Lui, perplexe : Eventuellement une ligne mais je vois surtout "janvier 1984" en noir sur blanc dans ma tête quoi...
BADABOUM. Là, je me retrouve à essayer d'expliquer ce que je fais plusieurs fois par jour, à savoir me repérer dans le temps pour fixer un rendez-vous, me projeter, penser à mon emploi du temps, ou même me situer dans l'Histoire.
Tout d'abord, la grande Histoire de l'Humanité est verticale, et je me déplace tel un curseur. Les années 2000 m'arrivent à la tête, l'an 1 après J-C est bien, bieeen en-dessous de mes pieds. Et moi je grimpe ou remonte selon que j'entends "1980", "1515" ou "-300 avant J-C".
Mais ce n'est rien comparé à ma représentation des mois et des semaines. Là, on passe carrément à une représentation 3D en forme de ruban, autour de laquelle je peux évoluer.
Ma semaine :
Bon. Il s'agit donc d'une sorte de ruban, ascendant les week-end, descendant en semaine. Je peux me placer d'un côté ou de l'autre du ruban. Sur le schéma, l'après-midi est à gauche du pointillé et le matin à droite : autant dire que d'ordinaire, je me place donc de l'autre côté du ruban.
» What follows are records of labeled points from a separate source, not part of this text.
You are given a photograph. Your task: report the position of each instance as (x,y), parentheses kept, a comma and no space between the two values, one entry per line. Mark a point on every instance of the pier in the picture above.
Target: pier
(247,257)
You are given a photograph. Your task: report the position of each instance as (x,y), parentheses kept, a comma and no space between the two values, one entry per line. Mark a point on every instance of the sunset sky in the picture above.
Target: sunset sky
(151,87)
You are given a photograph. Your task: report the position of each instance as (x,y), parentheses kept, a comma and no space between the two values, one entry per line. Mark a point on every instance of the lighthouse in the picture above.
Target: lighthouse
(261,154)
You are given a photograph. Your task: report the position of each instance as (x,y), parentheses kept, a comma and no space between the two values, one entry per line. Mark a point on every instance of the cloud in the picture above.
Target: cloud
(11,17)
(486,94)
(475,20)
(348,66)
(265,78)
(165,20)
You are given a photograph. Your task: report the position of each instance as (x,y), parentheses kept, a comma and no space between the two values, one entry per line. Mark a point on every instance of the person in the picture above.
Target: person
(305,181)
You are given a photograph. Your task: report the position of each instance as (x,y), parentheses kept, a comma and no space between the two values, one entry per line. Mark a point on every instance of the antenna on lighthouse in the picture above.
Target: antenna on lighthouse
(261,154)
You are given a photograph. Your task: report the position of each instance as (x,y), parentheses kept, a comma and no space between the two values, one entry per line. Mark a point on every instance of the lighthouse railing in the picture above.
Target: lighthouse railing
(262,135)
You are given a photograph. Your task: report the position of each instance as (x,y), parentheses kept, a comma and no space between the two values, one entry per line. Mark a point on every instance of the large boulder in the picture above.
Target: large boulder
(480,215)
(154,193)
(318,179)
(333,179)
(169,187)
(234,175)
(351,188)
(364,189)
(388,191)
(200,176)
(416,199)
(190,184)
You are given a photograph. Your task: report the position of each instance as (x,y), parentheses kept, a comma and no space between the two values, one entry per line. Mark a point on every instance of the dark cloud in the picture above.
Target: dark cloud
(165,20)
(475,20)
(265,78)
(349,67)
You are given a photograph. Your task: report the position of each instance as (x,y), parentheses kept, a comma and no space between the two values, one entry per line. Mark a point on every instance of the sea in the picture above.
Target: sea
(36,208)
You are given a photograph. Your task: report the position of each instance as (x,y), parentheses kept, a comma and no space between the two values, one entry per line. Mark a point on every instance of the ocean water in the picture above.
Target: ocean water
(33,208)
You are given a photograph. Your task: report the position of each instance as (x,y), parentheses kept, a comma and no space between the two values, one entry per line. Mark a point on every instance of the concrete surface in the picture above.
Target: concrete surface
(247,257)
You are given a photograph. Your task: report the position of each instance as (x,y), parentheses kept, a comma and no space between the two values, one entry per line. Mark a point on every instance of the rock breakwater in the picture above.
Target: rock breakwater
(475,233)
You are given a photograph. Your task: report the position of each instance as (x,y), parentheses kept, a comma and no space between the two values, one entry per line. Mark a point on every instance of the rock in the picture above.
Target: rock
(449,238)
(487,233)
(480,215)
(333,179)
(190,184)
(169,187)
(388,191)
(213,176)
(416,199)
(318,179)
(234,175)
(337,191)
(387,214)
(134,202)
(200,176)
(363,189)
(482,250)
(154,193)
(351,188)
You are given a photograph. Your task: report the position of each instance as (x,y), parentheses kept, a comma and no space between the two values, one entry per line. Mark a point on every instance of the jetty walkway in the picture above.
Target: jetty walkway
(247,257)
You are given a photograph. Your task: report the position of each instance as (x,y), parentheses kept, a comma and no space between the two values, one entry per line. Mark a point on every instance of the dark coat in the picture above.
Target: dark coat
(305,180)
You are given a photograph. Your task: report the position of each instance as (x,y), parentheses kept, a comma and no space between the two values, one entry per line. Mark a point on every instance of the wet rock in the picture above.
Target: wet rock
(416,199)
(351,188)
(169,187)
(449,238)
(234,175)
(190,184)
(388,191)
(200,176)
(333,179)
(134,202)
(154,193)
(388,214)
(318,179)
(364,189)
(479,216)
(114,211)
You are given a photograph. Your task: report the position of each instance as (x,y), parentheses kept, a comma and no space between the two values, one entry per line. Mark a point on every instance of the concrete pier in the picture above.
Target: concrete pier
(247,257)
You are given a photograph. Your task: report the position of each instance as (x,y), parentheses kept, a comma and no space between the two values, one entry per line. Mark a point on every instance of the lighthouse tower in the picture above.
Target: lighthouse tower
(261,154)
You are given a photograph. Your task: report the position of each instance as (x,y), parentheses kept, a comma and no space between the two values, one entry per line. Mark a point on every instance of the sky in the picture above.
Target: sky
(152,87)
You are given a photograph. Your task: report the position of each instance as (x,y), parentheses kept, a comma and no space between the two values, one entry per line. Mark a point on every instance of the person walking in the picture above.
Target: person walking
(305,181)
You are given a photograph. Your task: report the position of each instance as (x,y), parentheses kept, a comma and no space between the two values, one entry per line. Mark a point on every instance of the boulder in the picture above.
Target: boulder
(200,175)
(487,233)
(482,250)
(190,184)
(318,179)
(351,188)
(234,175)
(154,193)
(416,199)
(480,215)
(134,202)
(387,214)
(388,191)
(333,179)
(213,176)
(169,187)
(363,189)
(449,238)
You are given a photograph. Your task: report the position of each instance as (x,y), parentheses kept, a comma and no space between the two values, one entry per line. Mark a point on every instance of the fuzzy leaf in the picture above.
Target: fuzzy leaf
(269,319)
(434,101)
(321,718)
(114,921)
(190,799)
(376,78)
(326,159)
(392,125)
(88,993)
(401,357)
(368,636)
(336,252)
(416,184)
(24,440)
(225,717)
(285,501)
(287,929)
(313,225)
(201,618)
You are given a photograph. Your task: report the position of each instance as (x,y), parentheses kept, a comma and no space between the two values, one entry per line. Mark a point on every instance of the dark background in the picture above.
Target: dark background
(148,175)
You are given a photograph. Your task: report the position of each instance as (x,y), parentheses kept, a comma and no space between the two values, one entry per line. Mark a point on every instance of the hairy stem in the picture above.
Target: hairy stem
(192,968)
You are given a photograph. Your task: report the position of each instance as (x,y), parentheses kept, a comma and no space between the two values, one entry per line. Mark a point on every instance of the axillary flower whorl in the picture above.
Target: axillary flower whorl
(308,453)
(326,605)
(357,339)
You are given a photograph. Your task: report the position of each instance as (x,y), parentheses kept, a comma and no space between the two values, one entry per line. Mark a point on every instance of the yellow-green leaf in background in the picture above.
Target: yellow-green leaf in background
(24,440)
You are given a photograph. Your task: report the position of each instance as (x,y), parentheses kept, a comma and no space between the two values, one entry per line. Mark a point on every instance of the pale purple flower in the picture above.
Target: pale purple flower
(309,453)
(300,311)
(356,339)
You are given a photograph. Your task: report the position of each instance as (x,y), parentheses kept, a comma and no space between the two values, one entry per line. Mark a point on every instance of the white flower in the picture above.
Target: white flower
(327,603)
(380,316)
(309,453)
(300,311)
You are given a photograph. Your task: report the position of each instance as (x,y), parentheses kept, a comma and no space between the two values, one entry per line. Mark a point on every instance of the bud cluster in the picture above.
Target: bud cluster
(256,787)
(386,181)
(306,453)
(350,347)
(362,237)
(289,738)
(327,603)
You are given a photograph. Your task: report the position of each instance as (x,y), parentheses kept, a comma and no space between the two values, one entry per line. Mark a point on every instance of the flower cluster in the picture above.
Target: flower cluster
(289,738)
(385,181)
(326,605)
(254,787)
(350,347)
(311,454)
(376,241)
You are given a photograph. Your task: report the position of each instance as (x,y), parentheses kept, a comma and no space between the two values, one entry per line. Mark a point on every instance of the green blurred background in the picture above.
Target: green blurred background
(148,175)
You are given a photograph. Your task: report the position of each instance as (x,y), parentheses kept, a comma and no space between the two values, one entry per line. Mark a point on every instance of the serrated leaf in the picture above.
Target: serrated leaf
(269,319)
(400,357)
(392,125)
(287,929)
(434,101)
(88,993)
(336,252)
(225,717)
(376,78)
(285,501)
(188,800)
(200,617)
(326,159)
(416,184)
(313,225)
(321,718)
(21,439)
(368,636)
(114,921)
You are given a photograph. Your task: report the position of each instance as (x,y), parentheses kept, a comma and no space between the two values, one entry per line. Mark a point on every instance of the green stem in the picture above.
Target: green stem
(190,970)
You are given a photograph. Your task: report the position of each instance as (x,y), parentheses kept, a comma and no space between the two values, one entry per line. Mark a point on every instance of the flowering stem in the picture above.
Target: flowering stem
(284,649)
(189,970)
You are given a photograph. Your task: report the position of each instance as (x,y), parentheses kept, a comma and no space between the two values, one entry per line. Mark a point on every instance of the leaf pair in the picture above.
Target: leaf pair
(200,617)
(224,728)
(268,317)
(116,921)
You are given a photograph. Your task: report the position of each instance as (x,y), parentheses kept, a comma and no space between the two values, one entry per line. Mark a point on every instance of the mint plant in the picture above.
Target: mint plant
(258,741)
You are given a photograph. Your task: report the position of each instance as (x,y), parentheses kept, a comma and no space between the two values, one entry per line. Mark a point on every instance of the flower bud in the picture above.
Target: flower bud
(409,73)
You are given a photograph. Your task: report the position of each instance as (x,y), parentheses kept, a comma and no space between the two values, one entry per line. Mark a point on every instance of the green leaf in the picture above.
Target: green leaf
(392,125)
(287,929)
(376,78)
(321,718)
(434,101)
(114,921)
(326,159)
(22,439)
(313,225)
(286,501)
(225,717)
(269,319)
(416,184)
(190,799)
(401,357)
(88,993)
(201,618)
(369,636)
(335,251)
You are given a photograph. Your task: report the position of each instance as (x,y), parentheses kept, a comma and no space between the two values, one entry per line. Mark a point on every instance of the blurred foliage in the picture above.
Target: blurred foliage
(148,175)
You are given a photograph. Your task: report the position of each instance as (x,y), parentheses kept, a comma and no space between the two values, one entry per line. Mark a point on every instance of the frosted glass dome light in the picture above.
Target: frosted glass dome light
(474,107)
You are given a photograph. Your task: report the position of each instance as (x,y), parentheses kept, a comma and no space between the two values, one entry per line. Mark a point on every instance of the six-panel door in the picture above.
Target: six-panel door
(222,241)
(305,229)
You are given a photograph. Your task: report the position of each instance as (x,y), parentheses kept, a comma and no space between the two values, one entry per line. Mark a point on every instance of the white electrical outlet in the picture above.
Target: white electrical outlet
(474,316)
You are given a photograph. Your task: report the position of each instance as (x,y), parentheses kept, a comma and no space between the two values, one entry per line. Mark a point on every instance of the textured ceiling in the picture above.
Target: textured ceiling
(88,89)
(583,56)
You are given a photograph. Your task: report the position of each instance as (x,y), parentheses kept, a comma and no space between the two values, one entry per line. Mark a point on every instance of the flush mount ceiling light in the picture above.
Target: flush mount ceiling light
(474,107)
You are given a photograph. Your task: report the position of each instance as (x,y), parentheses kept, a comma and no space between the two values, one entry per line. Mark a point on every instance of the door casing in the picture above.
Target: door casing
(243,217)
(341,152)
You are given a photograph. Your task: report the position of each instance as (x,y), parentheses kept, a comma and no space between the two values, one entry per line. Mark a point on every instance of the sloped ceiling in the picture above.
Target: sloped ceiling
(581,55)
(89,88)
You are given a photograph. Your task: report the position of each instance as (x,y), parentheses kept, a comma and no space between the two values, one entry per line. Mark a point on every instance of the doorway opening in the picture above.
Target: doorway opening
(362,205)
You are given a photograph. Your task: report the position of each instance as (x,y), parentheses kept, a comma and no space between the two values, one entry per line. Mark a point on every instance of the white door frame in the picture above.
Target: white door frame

Mais le ruban de la semaine est en fait intégré à un plus large ruban, celui de l'année :
(il est beaucoup plus lisse et régulier sur le schéma que dans ma tête, mais c'est pas grave)
Voilà voilà. On me dit "novembre" et je sais exactement où me positionner. On me dit "juin 2015" et dans ma tête je fais des "tours" sur le ruban pour comprendre la durée me séparant du présent à cette date future. D'autant que novembre, c'est une position sur le ruban, mais c'est aussi du brun presque noir. Août est rouge brûlé, octobre est vert bouteille, janvier est blanc...
A ce moment-là, on a dépassé le stade de la discussion sur la synesthésie pour comparer nos représentations internes (et que le copain en vienne à sa conclusion de prédilection : "je t'aime mais t'es vraiment bizarre des fois" et que je renchérisse par cette magnifique tirade de Hamlet Friends : "tu ne m'aimes pas pour ça mais malgré ça")
Des fois je rêverais de savoir, non pas ce que pensent les gens, mais la manière dont ils le pensent. Sont-ils débordés d'émotions ? réfléchissent-ils en lignes, en courbes, en tableaux ? rangent-ils leur pensées ? parviennent-ils à faire le vide ?
Fin de la note qu'on dirait-que-j-etais-sous-drogue-alors-que-non-même-pas.